Luis Heiniger et son épouse Bertha Heiniger, propriétaires de la bijouterie "La Perla", sont également des étrangers d'origine suisse qui se sont installés dans la ville au début du XXe siècle, se forgeant une grande réputation dans le domaine de l'horlogerie. Associés au Ferrocarril de Antioquia, ils ont produit une série de montres qui, aujourd'hui encore, jouissent d'une qualité légitime et sont précieusement conservées par les héritiers de ceux qui ont possédé l'une d'entre elles.

Figure 1. https://www.elcolombiano.com/blogs/casillerodeletras/wp-content/uploads/2012/12/La-Perla.jpg (consulté le 15 octobre 2022)

La présence de la communauté suisse a également donné naissance à une étape sportive fondamentale dans l'histoire du département. "En 1912, deux commerçants suisses : Jorge Herzig, a suivi une formation en éducation physique à Paris (France) et en sciences de l'éducation à Paris (France). John HeinigerLe premier club de football de la ville a été fondé par le jeune homme, qui était aussi un sportif et un connaisseur des règles du football : Sporting Foot-Ball Club".[3].

Le secteur alimentaire est également un autre domaine de l'économie et de l'industrie dans lequel la présence suisse a été pionnière.

En 1916, les Suisses Ernesto Vogt et Marcelo Vullerrnier figurent parmi les fondateurs de la Fábrica de Galletas y Confites El Papagayo, en tant qu'associés industriels. Cette entreprise a fusionné quelques années plus tard avec la Fábrica de Confites y Bombones de Chocolate Dux, qui a donné naissance à Noel S.A. à Medellín.[4].

Cependant, les produits alimentaires manufacturés et la construction croissante d'une modernité à Medellín, qui a vu le passage d'une ville à une métropole, ont permis de commencer à consommer plus fréquemment des biens et des services d'une nature différente. C'est ainsi qu'est née l'une des références les plus importantes de la culture gastronomique de Paisa :

En 1930, le Suisse Enrique Baer ouvre l'Astor Tea Salon à Medellín, en Colombie, où il était arrivé quelques années plus tôt pour travailler comme technicien en pâtisserie dans une chocolaterie. Dès le début, Don Enrique et son épouse Anny Gippert sont chargés de superviser la précision des processus et la qualité des produits proposés dans leur nouveau salon de thé Astor, dans un petit local de la Carrera Junín, l'épicentre social et commercial de la ville, avec cinq tables, dix employés et un équipement modeste et rudimentaire, compensé par les vastes connaissances de son propriétaire. [...] Sa clientèle se composait principalement des résidents européens de Medellín, fidèles depuis le début, et des membres les plus mondains de la société qui, après s'être promenés dans les rues pavées de la Carrera Junín ou avoir visité ses élégantes boutiques, venaient se régaler des délices d'El Astor ou acheter des confiseries raffinées pour les rapporter chez eux.[5].

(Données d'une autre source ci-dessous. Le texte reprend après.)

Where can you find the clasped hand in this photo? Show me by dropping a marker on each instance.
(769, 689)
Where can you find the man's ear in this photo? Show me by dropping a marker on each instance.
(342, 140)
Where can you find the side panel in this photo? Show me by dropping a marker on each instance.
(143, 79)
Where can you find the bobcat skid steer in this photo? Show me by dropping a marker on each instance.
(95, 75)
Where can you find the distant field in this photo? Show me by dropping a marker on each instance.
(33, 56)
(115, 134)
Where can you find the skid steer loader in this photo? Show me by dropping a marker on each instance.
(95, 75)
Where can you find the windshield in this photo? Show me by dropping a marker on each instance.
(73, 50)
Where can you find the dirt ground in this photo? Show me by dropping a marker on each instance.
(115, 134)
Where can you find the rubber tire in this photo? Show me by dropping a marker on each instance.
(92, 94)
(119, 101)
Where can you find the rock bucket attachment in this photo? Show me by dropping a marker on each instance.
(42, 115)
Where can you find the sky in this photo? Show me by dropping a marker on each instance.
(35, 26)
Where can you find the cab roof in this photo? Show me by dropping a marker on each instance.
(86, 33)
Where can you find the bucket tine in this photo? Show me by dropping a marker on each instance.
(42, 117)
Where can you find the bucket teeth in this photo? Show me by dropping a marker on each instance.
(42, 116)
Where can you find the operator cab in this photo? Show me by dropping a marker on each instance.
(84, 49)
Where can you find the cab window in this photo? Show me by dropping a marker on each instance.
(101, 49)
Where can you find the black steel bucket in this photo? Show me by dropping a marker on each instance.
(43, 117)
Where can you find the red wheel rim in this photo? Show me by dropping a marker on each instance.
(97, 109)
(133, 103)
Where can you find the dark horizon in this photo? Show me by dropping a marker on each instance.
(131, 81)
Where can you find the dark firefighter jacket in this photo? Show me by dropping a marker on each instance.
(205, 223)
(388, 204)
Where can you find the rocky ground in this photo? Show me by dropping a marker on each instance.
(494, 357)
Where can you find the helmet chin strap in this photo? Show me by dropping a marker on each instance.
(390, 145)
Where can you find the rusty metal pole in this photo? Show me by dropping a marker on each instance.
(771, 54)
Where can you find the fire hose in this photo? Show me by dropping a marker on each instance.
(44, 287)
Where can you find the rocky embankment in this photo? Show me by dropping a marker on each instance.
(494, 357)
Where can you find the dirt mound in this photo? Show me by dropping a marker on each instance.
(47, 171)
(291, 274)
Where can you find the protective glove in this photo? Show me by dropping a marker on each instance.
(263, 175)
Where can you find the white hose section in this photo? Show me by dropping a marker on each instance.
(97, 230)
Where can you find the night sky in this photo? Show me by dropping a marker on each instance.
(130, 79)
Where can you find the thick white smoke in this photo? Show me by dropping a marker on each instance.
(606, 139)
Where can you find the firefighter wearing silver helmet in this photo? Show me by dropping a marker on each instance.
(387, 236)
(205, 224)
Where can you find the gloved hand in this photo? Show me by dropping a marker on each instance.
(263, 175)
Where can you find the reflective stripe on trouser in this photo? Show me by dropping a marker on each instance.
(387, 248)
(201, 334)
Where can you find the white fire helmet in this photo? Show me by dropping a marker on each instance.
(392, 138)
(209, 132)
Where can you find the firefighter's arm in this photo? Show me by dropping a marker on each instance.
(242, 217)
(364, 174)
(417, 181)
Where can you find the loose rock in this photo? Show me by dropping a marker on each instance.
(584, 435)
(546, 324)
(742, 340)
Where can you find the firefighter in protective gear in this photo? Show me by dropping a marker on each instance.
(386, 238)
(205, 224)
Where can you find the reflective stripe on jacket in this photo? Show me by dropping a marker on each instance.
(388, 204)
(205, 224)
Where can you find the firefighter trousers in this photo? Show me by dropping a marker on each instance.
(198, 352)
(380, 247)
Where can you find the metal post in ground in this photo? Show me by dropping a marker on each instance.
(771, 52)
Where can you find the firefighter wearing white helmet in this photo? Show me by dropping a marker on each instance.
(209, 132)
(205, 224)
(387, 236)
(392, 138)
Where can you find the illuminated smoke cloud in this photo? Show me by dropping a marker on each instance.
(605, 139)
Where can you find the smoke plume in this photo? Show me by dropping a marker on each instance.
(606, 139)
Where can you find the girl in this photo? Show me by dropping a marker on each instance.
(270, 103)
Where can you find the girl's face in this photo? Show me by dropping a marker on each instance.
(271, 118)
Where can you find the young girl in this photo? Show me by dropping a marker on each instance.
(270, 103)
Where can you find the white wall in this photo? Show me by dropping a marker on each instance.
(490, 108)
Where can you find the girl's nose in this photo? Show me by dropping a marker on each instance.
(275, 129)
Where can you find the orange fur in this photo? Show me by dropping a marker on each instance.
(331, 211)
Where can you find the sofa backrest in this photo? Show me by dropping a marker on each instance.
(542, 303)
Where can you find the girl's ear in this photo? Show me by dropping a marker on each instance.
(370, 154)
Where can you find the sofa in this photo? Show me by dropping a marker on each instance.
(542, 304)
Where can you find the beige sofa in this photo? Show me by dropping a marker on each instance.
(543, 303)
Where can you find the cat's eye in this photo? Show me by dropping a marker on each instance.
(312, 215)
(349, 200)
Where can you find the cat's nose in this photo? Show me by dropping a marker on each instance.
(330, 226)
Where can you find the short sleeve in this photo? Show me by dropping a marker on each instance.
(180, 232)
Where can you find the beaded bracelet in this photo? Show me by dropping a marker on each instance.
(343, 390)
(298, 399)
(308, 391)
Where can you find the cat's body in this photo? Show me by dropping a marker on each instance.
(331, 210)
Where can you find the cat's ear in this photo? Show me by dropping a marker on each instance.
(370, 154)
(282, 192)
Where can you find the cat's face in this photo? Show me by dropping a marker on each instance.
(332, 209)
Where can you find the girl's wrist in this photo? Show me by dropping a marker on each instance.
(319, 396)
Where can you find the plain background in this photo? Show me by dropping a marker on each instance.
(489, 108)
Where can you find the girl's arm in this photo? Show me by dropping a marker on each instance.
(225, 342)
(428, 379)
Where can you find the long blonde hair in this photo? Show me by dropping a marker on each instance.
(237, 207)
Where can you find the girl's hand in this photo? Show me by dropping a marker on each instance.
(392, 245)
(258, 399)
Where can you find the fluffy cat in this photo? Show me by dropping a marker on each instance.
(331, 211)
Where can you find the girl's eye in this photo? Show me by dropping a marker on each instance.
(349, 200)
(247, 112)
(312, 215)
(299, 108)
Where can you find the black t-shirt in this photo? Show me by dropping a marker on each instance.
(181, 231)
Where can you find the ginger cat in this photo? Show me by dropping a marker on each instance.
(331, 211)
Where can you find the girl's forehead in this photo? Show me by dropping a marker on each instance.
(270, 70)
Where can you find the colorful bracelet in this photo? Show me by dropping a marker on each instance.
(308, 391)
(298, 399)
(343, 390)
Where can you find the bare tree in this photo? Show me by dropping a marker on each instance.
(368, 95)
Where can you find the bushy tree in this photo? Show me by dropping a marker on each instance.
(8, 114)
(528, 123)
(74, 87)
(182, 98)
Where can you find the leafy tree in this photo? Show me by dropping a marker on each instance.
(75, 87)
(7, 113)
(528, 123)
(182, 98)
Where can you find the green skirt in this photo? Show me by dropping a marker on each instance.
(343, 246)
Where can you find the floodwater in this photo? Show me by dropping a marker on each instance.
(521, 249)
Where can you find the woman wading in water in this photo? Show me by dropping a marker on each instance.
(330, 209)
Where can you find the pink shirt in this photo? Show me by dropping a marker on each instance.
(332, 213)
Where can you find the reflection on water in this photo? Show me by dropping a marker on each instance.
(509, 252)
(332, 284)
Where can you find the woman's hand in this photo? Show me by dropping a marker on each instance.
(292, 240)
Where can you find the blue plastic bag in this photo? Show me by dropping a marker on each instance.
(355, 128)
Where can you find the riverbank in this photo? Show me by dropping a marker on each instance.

La science, la joaillerie, le sport et l'alimentation sont quelques-uns des domaines que la communauté suisse est venue occuper dès la première décennie du siècle. Leur présence a contribué à transformer les modes de relations sociales et culturelles dans la ville naissante de Medellín, qui, au cours de ces décennies, émergeait tout juste en tant que ville moderne, désireuse de se libérer de son héritage colonial et d'ouvrir ses portes au monde moderne que les Suisses apportaient avec eux.

Dans les années 80, dans une ville en proie à l'inégalité sociale, un facteur que de nombreux humanistes et penseurs de notre contexte, comme le spécialiste de la santé Héctor Abad Gómez et la sociologue María Teresa Uribe, ont analysé comme un élément central de la crise de violence que la ville a connue au cours de cette décennie et que Medellín connaît toujours, on a assisté à une nouvelle flambée d'éminents citoyens suisses.

C'est dans ce contexte difficile que le Suisse Andreas Peter Hauri, Ángela Echavarría Toro, Consuelo Gutiérrez de Restrepo et leur groupe de compagnons appelé "El Costurero", ont entrepris en mai 1983 les premières démarches en vue de la création de la Fundación Presencia Colombo Suiza.[6]. C'est ainsi qu'est née une organisation qui, depuis cette décennie, se bat pour les enfants et les jeunes les plus démunis, non seulement dans le secteur de La Iguaná, comme on l'appelait à l'époque, mais aussi dans d'autres parties de la ville et dans l'est d'Antioquia, afin que les personnes les plus vulnérables puissent avoir accès à de meilleures conditions de vie grâce à l'éducation en tant que moyen de transformation sociale.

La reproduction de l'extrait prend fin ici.